Deste modo, conheço do presente recurso.
2. PRELIMINARES
2.1 DA IMPUGNAÇÃO A JUSTIÇA GRATUITA
A parte demandada, nas razões recursais, suscita a preliminar de impugnação à justiça gratuita concedida à parte autora, argumentando que ela é advogada militante nos Estados do Piauí e Maranhão, inscrita na Ordem dos Advogados do Piauí sob o nº 16.651, sendo ainda empresária e proprietária do estabelecimento comercial BRA STORE CNPJ Nº 43.208.368/0001-52.
Isto posto, convém ressaltar que, nos termos do art. 99, §3º, do CPC, “presume-se verdadeira a alegação de insuficiência deduzida exclusivamente por pessoa natural”.
Ademais, há que se levar também em consideração que, consoante a redação do art. 98, caput, do CPC, não se exige para a concessão do benefício que o requerente esteja em completa situação de miserabilidade, mas apenas que este seja “pessoa natural ou jurídica, brasileira ou estrangeira, com insuficiência de recursos para pagar as custas, as despesas processuais e os honorários advocatícios”.
No caso em epígrafe, a parte demandada não conseguiu infirmar os fundamentos que levaram o d. Juízo de origem a conceder a gratuidade judiciária à parte autora, porquanto, conforme consignado, esta, apesar de advogada regularmente cadastrada na Ordem, não possui a advocacia como principal fonte de renda, sendo, na verdade, estudante de concursos para carreira jurídica.
Assim, a recorrente não conseguiu demonstrar que a parte autora, ora apelada, aufere renda para arcar com as custas processuais da presente Ação Monitória, razão pela qual rejeito a preliminar suscitada e mantenho a gratuidade judiciária deferida.
2.2 DA ILEGITIMIDADE ATIVA
De mais a mais, a parte ré, ora apelante, suscita a preliminar de ilegitimidade da parte autora, ao argumento de que os cheques que embasam a Ação Monitória em epígrafe foram emitidos, nominalmente, a M F DA SILVA NETO E CIA LTDA, não sendo realizado qualquer espécie de endosso posterior nas cártulas, somente constando no verso do cheque uma rubrica e um carimbo sem o CNPJ da empresa.

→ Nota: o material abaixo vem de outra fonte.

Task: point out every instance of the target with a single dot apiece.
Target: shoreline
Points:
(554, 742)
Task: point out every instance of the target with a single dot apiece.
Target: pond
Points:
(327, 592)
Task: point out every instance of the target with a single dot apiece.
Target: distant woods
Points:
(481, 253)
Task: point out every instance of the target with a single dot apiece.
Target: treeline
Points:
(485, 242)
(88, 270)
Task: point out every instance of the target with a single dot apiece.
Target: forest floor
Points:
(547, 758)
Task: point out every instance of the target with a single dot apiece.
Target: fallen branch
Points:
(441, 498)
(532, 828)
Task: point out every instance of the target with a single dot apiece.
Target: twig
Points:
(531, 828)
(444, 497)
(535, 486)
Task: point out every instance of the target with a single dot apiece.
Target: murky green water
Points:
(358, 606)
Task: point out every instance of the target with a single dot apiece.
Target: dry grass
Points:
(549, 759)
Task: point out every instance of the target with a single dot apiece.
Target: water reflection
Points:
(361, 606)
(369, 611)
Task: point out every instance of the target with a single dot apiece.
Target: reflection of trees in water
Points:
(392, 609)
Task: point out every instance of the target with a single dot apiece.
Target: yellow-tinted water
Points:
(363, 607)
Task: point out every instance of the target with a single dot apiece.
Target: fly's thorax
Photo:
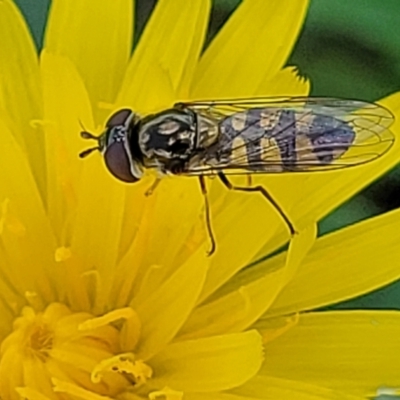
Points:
(168, 135)
(209, 131)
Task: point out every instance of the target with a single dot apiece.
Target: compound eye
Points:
(118, 162)
(119, 118)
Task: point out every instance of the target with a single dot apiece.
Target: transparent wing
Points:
(267, 135)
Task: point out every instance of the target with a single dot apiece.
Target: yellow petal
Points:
(97, 39)
(169, 46)
(342, 265)
(62, 118)
(26, 235)
(211, 364)
(247, 295)
(315, 195)
(354, 351)
(284, 83)
(20, 96)
(163, 311)
(254, 220)
(268, 387)
(252, 46)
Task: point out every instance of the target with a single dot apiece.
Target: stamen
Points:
(126, 365)
(106, 319)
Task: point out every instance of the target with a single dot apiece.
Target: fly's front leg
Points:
(264, 192)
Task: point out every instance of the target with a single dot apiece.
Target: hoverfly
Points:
(244, 136)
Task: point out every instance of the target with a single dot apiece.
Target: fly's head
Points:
(116, 144)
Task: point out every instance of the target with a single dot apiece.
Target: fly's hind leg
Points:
(208, 215)
(265, 193)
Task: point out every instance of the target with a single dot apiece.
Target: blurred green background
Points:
(348, 49)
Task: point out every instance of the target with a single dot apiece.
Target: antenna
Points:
(88, 135)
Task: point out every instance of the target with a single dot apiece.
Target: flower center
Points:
(58, 353)
(40, 341)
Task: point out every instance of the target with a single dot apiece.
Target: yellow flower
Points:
(108, 293)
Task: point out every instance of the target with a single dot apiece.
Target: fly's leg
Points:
(152, 188)
(208, 215)
(264, 192)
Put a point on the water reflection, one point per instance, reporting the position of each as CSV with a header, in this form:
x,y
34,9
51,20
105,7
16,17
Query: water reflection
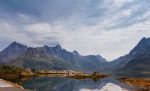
x,y
69,84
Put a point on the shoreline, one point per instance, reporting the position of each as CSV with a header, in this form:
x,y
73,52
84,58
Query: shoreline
x,y
9,86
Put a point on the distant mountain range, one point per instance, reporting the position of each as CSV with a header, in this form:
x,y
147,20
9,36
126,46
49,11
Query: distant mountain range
x,y
136,63
47,58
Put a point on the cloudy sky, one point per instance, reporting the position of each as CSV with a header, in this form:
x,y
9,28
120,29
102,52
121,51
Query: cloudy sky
x,y
110,28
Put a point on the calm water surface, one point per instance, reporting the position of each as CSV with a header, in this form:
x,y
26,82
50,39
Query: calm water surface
x,y
69,84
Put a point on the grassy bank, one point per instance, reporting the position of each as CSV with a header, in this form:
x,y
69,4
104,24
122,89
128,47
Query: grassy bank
x,y
140,82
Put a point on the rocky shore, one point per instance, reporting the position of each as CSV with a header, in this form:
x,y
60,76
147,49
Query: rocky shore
x,y
9,86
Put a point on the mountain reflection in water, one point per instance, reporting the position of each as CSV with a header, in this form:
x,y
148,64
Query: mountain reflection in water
x,y
69,84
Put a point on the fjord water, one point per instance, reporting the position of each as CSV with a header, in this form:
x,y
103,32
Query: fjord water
x,y
69,84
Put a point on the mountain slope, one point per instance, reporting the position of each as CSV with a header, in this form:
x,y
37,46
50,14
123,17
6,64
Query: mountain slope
x,y
137,62
49,58
12,51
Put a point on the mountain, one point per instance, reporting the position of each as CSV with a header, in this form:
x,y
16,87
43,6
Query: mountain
x,y
46,58
12,51
136,63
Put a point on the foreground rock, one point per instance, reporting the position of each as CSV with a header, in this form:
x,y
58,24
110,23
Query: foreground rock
x,y
8,86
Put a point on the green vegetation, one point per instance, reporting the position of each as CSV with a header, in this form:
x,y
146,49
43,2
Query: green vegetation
x,y
9,71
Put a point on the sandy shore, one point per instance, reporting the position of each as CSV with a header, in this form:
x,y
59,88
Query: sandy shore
x,y
9,86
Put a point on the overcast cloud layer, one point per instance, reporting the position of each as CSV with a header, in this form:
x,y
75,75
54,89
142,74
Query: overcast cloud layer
x,y
110,28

Dito isto, é importante destacar, em primeiro lugar, que a legitimidade das partes, por constituir uma das condições da ação, perfaz questão de ordem pública e pode ser alegada a qualquer tempo e grau de jurisdição, ou mesmo declara de ofício.
Nesse sentido, os recentes precedentes do Superior Tribunal de Justiça, in verbis:
PROCESSUAL CIVIL. AGRAVO INTERNO NO AGRAVO EM RECURSO ESPECIAL. SERVIDOR PÚBLICO ESTADUAL. CUMPRIMENTO DE SENTENÇA. ILEGITIMIDADE ATIVA. CONDIÇÃO DA AÇÃO. QUESTÃO DE ORDEM PÚBLICA. PRECEDENTES. REEXAME DE FATOS E PROVAS. IMPOSSIBILIDADE. SÚMULA 7/STJ.
1. Tendo o recurso sido interposto contra decisão publicada na vigência do Código de Processo Civil de 2015, devem ser exigidos os requisitos de admissibilidade na forma nele previsto, conforme Enunciado Administrativo n. 3/2016/STJ.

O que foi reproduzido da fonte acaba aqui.